Geffen who is part of the World Health Organization’s Clinical Consortium for Healthy Ageing, is now advising on the management of COVID-19 in long-term care facilities such as old-age homes in low and middle-income countries.
He is adamant that attention must be given to the elderly.
“It’s at such a critical stage at the moment. If we look at what’s happened in Italy and Spain, it’s the elderly and frail who die from this disease. While young robust people do die, it’s in much, much smaller numbers and in most younger people it could be a bad flu-like illness.”
Geffen is optimistic about the scientific skill being applied to fighting the virus.
“Within a few weeks after the emergence of the virus, doctors already had the full genome. We were able to translate what we know about it to start looking at the epidemiology of how the disease spreads, to see how the cluster is evolving, and then to try and understand how this virus got into humans from animals.”
The speed with which all of this was carried out was unprecedented, says Geffen.
“It’s an astounding affirmation of what we are able to achieve with science, and what we know of who we are today.”
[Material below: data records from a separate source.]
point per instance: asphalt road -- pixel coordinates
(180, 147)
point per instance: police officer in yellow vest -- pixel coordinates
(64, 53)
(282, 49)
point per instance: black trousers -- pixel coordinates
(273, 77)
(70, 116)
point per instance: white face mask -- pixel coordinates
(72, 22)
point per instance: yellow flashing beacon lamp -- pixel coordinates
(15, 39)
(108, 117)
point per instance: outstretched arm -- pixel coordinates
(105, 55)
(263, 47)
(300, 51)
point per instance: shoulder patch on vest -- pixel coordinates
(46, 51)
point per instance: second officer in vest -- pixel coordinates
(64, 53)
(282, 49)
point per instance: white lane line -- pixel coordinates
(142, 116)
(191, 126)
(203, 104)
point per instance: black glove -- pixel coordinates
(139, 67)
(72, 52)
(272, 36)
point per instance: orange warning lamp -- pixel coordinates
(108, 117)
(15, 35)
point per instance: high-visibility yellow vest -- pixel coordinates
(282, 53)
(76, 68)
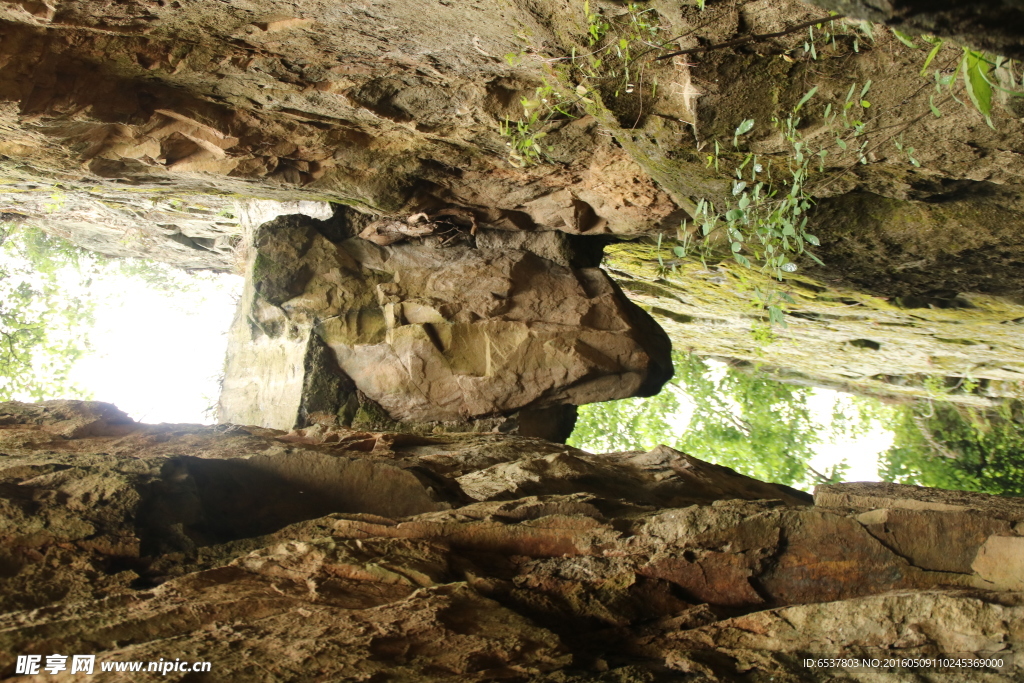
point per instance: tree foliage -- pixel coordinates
(44, 313)
(950, 446)
(742, 420)
(48, 303)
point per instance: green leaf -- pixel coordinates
(975, 69)
(744, 127)
(905, 39)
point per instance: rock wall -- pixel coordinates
(453, 328)
(145, 129)
(350, 555)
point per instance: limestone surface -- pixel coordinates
(335, 554)
(429, 331)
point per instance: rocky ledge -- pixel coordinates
(334, 554)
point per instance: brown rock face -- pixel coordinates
(431, 332)
(347, 555)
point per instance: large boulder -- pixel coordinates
(430, 332)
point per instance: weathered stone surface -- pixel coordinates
(861, 496)
(431, 333)
(996, 26)
(351, 555)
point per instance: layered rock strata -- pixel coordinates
(451, 328)
(350, 555)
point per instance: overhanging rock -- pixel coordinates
(421, 333)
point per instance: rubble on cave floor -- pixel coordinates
(347, 555)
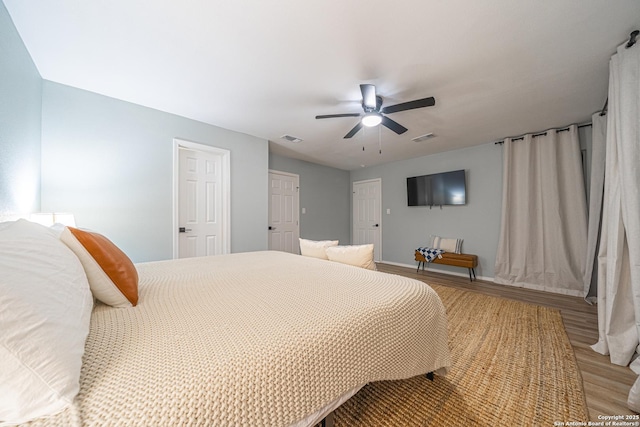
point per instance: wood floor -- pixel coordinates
(606, 386)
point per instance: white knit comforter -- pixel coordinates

Geffen said it was a “humbling” time to be a doctor, to “know that there is so much need, and so much that needs to be done. It’s challenging and affirming, and it’s what I love doing.”
Wasserman urged the public not to hoard protective equipment such as masks and gloves. These are essential for healthcare environments, and they are in danger of being in short supply.
“If healthcare workers get sick, there is going to be nobody to look after our family if or when they get sick.”
The public should also avoid stigmatising those who have contracted the virus, and keep the channels of communication open.